16 de dez. de 2010

Os Crimes da Ditadura

Muitos jovens ouviram falar da ditadura, de seus crimes e repressão, mas não fazem nem uma idéia do que esse período tão recente da história brasileira e latino-americana representa.  Os dois artigos abaixo talvez tragam algum esclarecimento.

O primeiro artigo, A Condenação do Brasil na OEA, deixa evidente que há muitos militares, ainda ativos ou já na reserva, com medo de terem que responder pelos crimes que cometeram.  O artigo também destaca o fato de que está havendo algum progresso na luta para que a justiça seja feita.  Isso talvez seja um aviso para aqueles militares que, hoje, possam ainda estar pensando em barrar as mudanças a favor da maioria (e contra os interesses da elite mesquinha) que o processo democrático está propiciando.

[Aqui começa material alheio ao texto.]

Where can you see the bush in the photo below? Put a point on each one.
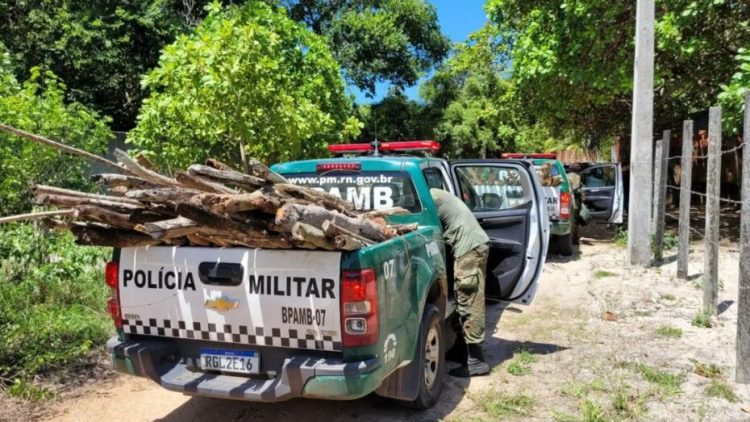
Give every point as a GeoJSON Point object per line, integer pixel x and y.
{"type": "Point", "coordinates": [52, 303]}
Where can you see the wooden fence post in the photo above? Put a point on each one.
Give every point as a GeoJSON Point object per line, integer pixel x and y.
{"type": "Point", "coordinates": [713, 208]}
{"type": "Point", "coordinates": [660, 193]}
{"type": "Point", "coordinates": [639, 242]}
{"type": "Point", "coordinates": [743, 301]}
{"type": "Point", "coordinates": [686, 182]}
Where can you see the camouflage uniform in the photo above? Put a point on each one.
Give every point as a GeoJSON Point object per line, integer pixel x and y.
{"type": "Point", "coordinates": [471, 248]}
{"type": "Point", "coordinates": [469, 276]}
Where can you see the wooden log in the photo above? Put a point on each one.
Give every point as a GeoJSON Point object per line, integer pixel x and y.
{"type": "Point", "coordinates": [201, 183]}
{"type": "Point", "coordinates": [348, 243]}
{"type": "Point", "coordinates": [52, 190]}
{"type": "Point", "coordinates": [218, 165]}
{"type": "Point", "coordinates": [38, 216]}
{"type": "Point", "coordinates": [262, 171]}
{"type": "Point", "coordinates": [231, 177]}
{"type": "Point", "coordinates": [98, 235]}
{"type": "Point", "coordinates": [333, 230]}
{"type": "Point", "coordinates": [154, 213]}
{"type": "Point", "coordinates": [169, 229]}
{"type": "Point", "coordinates": [310, 235]}
{"type": "Point", "coordinates": [75, 201]}
{"type": "Point", "coordinates": [316, 197]}
{"type": "Point", "coordinates": [111, 181]}
{"type": "Point", "coordinates": [315, 216]}
{"type": "Point", "coordinates": [196, 239]}
{"type": "Point", "coordinates": [389, 212]}
{"type": "Point", "coordinates": [61, 147]}
{"type": "Point", "coordinates": [106, 216]}
{"type": "Point", "coordinates": [232, 204]}
{"type": "Point", "coordinates": [161, 195]}
{"type": "Point", "coordinates": [135, 168]}
{"type": "Point", "coordinates": [403, 228]}
{"type": "Point", "coordinates": [141, 159]}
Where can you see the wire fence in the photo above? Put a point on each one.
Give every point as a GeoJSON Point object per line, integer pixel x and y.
{"type": "Point", "coordinates": [717, 207]}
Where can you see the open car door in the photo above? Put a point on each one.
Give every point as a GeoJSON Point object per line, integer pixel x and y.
{"type": "Point", "coordinates": [603, 192]}
{"type": "Point", "coordinates": [507, 199]}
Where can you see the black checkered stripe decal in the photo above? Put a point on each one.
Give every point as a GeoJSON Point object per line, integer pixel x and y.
{"type": "Point", "coordinates": [226, 333]}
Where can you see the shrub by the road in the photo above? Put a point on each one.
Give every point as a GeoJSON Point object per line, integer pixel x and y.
{"type": "Point", "coordinates": [52, 305]}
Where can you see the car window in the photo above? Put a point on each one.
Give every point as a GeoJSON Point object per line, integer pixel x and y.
{"type": "Point", "coordinates": [492, 188]}
{"type": "Point", "coordinates": [366, 190]}
{"type": "Point", "coordinates": [434, 179]}
{"type": "Point", "coordinates": [599, 177]}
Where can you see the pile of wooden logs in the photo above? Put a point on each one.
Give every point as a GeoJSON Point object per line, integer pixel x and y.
{"type": "Point", "coordinates": [209, 205]}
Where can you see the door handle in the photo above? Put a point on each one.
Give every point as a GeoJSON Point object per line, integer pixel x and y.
{"type": "Point", "coordinates": [220, 273]}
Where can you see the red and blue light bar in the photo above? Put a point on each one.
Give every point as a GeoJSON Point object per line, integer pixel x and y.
{"type": "Point", "coordinates": [400, 146]}
{"type": "Point", "coordinates": [522, 155]}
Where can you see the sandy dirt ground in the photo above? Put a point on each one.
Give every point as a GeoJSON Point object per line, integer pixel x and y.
{"type": "Point", "coordinates": [603, 341]}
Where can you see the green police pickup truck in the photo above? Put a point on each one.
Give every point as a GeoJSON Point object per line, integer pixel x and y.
{"type": "Point", "coordinates": [272, 325]}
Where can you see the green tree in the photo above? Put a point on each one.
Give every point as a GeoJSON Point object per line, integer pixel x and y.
{"type": "Point", "coordinates": [572, 60]}
{"type": "Point", "coordinates": [99, 48]}
{"type": "Point", "coordinates": [376, 40]}
{"type": "Point", "coordinates": [38, 105]}
{"type": "Point", "coordinates": [247, 76]}
{"type": "Point", "coordinates": [395, 118]}
{"type": "Point", "coordinates": [469, 98]}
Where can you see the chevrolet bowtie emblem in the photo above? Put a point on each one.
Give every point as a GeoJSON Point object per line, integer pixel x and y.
{"type": "Point", "coordinates": [222, 304]}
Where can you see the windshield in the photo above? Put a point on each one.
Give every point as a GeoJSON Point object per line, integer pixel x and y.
{"type": "Point", "coordinates": [367, 191]}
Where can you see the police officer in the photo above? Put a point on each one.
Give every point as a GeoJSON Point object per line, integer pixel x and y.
{"type": "Point", "coordinates": [470, 248]}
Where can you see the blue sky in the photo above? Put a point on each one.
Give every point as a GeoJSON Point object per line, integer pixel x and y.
{"type": "Point", "coordinates": [458, 19]}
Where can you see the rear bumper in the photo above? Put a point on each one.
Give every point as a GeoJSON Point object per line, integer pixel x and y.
{"type": "Point", "coordinates": [560, 228]}
{"type": "Point", "coordinates": [299, 376]}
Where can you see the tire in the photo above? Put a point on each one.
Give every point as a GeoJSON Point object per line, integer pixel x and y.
{"type": "Point", "coordinates": [564, 244]}
{"type": "Point", "coordinates": [431, 358]}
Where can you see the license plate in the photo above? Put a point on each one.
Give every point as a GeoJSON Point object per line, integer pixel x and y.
{"type": "Point", "coordinates": [235, 361]}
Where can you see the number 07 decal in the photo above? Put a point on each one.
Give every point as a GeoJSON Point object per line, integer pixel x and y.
{"type": "Point", "coordinates": [389, 269]}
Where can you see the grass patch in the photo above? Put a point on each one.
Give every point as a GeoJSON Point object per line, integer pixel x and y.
{"type": "Point", "coordinates": [520, 365]}
{"type": "Point", "coordinates": [629, 406]}
{"type": "Point", "coordinates": [603, 274]}
{"type": "Point", "coordinates": [707, 370]}
{"type": "Point", "coordinates": [669, 331]}
{"type": "Point", "coordinates": [499, 405]}
{"type": "Point", "coordinates": [668, 383]}
{"type": "Point", "coordinates": [721, 389]}
{"type": "Point", "coordinates": [592, 411]}
{"type": "Point", "coordinates": [667, 296]}
{"type": "Point", "coordinates": [580, 390]}
{"type": "Point", "coordinates": [702, 319]}
{"type": "Point", "coordinates": [52, 306]}
{"type": "Point", "coordinates": [621, 238]}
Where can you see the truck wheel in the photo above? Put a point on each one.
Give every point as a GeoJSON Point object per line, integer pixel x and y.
{"type": "Point", "coordinates": [564, 244]}
{"type": "Point", "coordinates": [431, 357]}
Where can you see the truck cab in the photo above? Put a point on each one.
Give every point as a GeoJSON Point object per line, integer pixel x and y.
{"type": "Point", "coordinates": [271, 325]}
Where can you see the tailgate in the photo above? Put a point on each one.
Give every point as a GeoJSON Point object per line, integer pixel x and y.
{"type": "Point", "coordinates": [281, 298]}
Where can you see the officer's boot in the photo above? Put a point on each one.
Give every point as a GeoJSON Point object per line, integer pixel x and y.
{"type": "Point", "coordinates": [475, 365]}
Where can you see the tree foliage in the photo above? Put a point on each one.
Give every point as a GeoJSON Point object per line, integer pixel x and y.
{"type": "Point", "coordinates": [395, 118]}
{"type": "Point", "coordinates": [38, 105]}
{"type": "Point", "coordinates": [572, 59]}
{"type": "Point", "coordinates": [248, 75]}
{"type": "Point", "coordinates": [98, 48]}
{"type": "Point", "coordinates": [376, 40]}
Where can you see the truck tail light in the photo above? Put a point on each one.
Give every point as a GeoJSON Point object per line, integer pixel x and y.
{"type": "Point", "coordinates": [111, 278]}
{"type": "Point", "coordinates": [359, 308]}
{"type": "Point", "coordinates": [565, 199]}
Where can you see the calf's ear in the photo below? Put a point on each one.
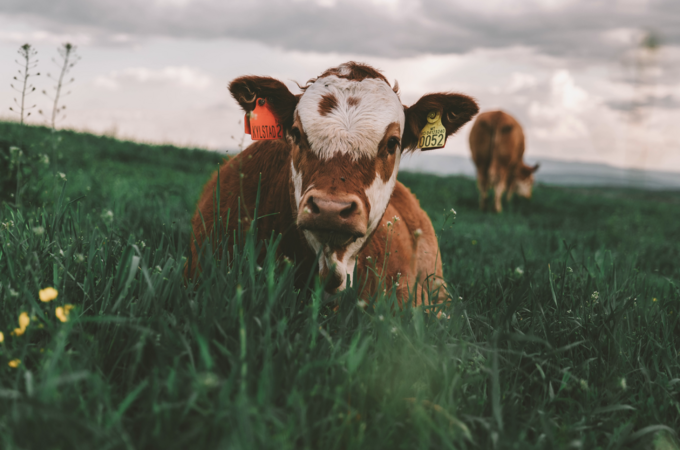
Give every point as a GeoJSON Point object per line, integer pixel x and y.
{"type": "Point", "coordinates": [456, 110]}
{"type": "Point", "coordinates": [246, 91]}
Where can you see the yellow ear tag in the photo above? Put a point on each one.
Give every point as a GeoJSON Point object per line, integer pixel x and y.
{"type": "Point", "coordinates": [433, 134]}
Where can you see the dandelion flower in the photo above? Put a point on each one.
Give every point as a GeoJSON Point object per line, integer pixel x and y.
{"type": "Point", "coordinates": [48, 294]}
{"type": "Point", "coordinates": [62, 313]}
{"type": "Point", "coordinates": [24, 320]}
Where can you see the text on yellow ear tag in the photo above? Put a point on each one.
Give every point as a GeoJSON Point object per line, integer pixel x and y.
{"type": "Point", "coordinates": [433, 134]}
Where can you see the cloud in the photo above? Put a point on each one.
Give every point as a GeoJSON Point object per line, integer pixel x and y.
{"type": "Point", "coordinates": [390, 28]}
{"type": "Point", "coordinates": [183, 76]}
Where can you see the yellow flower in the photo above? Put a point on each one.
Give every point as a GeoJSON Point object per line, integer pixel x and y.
{"type": "Point", "coordinates": [48, 294]}
{"type": "Point", "coordinates": [63, 312]}
{"type": "Point", "coordinates": [24, 320]}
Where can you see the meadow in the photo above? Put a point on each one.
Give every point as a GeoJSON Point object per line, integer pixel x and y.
{"type": "Point", "coordinates": [563, 331]}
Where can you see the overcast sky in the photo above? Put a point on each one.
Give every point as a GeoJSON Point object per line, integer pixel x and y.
{"type": "Point", "coordinates": [574, 72]}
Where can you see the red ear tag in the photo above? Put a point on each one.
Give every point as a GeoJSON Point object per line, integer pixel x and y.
{"type": "Point", "coordinates": [246, 123]}
{"type": "Point", "coordinates": [263, 123]}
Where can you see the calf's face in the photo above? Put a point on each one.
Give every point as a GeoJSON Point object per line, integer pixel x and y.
{"type": "Point", "coordinates": [347, 132]}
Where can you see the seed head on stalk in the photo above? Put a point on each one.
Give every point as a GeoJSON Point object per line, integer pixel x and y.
{"type": "Point", "coordinates": [68, 59]}
{"type": "Point", "coordinates": [27, 63]}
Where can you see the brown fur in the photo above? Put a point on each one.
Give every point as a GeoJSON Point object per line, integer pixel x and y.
{"type": "Point", "coordinates": [410, 256]}
{"type": "Point", "coordinates": [354, 71]}
{"type": "Point", "coordinates": [412, 261]}
{"type": "Point", "coordinates": [497, 146]}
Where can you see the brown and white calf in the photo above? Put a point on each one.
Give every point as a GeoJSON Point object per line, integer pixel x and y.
{"type": "Point", "coordinates": [330, 185]}
{"type": "Point", "coordinates": [497, 146]}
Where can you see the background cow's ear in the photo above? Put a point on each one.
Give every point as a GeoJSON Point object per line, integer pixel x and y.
{"type": "Point", "coordinates": [456, 111]}
{"type": "Point", "coordinates": [246, 90]}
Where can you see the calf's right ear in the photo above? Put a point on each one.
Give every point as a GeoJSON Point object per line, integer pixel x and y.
{"type": "Point", "coordinates": [246, 91]}
{"type": "Point", "coordinates": [455, 109]}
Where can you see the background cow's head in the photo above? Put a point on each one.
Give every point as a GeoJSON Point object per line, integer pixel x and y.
{"type": "Point", "coordinates": [347, 130]}
{"type": "Point", "coordinates": [523, 180]}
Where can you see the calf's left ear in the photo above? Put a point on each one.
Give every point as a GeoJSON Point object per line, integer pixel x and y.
{"type": "Point", "coordinates": [455, 109]}
{"type": "Point", "coordinates": [246, 90]}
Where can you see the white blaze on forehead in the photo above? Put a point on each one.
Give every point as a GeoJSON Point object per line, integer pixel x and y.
{"type": "Point", "coordinates": [349, 127]}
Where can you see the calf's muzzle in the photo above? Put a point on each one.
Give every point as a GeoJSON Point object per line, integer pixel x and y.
{"type": "Point", "coordinates": [334, 219]}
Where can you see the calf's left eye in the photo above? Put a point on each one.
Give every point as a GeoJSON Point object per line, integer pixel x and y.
{"type": "Point", "coordinates": [392, 144]}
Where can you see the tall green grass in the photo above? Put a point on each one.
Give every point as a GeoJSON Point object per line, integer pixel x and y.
{"type": "Point", "coordinates": [566, 334]}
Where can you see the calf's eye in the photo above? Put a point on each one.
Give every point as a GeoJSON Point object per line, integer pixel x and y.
{"type": "Point", "coordinates": [392, 144]}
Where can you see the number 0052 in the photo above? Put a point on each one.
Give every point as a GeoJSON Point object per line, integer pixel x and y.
{"type": "Point", "coordinates": [431, 140]}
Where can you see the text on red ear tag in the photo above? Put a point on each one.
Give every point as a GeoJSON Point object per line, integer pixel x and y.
{"type": "Point", "coordinates": [263, 123]}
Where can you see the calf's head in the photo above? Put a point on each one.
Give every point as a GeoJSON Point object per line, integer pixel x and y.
{"type": "Point", "coordinates": [523, 180]}
{"type": "Point", "coordinates": [347, 131]}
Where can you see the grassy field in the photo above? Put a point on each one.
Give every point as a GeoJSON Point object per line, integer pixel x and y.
{"type": "Point", "coordinates": [565, 334]}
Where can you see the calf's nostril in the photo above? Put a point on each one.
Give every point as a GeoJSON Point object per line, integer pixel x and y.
{"type": "Point", "coordinates": [348, 211]}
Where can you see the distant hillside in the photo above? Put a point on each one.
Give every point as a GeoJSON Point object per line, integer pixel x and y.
{"type": "Point", "coordinates": [552, 172]}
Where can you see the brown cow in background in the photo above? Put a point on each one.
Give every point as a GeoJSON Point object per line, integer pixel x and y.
{"type": "Point", "coordinates": [497, 145]}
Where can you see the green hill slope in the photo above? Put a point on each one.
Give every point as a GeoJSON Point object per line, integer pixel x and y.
{"type": "Point", "coordinates": [565, 328]}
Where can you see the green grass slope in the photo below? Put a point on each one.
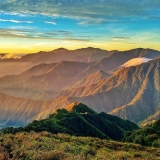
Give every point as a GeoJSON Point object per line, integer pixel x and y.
{"type": "Point", "coordinates": [147, 136]}
{"type": "Point", "coordinates": [79, 120]}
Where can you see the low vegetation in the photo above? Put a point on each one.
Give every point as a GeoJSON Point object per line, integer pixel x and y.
{"type": "Point", "coordinates": [146, 136]}
{"type": "Point", "coordinates": [47, 146]}
{"type": "Point", "coordinates": [80, 120]}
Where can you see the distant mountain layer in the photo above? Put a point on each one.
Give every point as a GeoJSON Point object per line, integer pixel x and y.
{"type": "Point", "coordinates": [130, 93]}
{"type": "Point", "coordinates": [146, 136]}
{"type": "Point", "coordinates": [78, 119]}
{"type": "Point", "coordinates": [106, 60]}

Recomendo também a leitura do segundo artigo, entitulado A Volta do Pêndulo.  Nesse artigo, ao qual adicionei meus comentários, um curto apanhado é feito sobre o que ocorreu em diversos países latino-americanos naquele doloroso período da nossa história.  Esse resumo nos mostra claramente que os países latino-americanos precisam se aliar em defesa de seu interesse comum:  a defesa da sua soberania.

[NOTA:  estes artigos apresentam algumas revisões e comentários feitos por mim (em verde).]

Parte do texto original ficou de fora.